I'm yammering, my bad. Enjoy the chapter!


E <3



~




     As soon as my tail, Meg, left, I knew I had to leave again. Ahead of schedule. Unfortunately, leaving now would be more consistent than I'd like. I'd stayed in the past three towns before this for two-day periods, and I'd been in this one for two days. The key to running was inconsistency, but that smug mage had just taken that option away from me. I'd have to be the biggest idiot on Earth to stay another night here.

Call me what you will, I was no idiot.

I turned back to my motel, walking briskly, but not so hurried that I garnered unnecessary attention.

The thin line I was always walking, it seemed.

It would've been smarter to ditch my motel room and everything inside it. I needed to get the hell out of dodge, and I needed to do it now. But I was too damn sentimental. My father had always referred to it as my "human weakness". I wasn't all angel. Regardless, there were some things I couldn't afford to leave behind.

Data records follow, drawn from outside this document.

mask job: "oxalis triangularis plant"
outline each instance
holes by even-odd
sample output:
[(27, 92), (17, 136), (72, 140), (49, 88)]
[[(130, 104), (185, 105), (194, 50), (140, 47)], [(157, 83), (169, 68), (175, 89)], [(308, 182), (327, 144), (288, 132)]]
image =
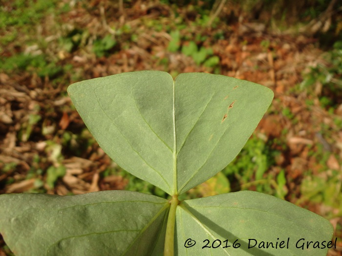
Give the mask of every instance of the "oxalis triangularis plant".
[(123, 191), (0, 196), (0, 232), (17, 256), (324, 256), (329, 222), (240, 191), (180, 201), (236, 157), (269, 107), (266, 87), (221, 75), (123, 73), (68, 92), (105, 151), (169, 199)]

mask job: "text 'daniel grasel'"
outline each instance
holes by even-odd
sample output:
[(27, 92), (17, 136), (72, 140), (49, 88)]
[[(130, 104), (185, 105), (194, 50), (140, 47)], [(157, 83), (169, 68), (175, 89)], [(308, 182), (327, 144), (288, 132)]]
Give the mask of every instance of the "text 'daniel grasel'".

When I finally made it back to the run-down, seedy motel I was staying in, I was in a state of full-blown paranoia. Every movement had me palming my many hidden daggers and weapons, simply for reassurance. As far as I was concerned, everyone was the enemy.

Honestly, it wasn't that foreign a concept to me. That was how I'd lived the last few years of my life, after all. The happy, ignorant years with my mother were nothing more than a distant dream.

I unlocked the door to my room, slamming the flimsy wooden barrier shut and locking it as quickly as I could. Then, for good measure, I threw the bolt into place and secured the chain. Overkill? Definitely. But anything or anyone coming through that door would make enough of a commotion to alert me. So, overkill or not, it was necessary for my peace of mind.

Packing my meager belongings took very little time, though every passing moment felt like an eternity. I had few material things close to my heart; the photos of my mother, when she was shining and beautiful and healthy, an ancient tome of creatures my father had given me to research my immortal targets, and finally, my most prized possession; the jackal stuffed animal my mother had gotten me on our last visit to the zoo. She'd been so sick and skinny then, and I'd been so enraptured by the jackal exhibit. Mom had compared her prominent ribs to theirs, and we'd laughed. She'd kept her sense of humor until the very end.

Keeping it was childish. Honestly, it was downright idiotic. In a survival situation, stuffed toys should've been the last thing on my mind. And yet I'd sooner leave a limb behind than abandon him.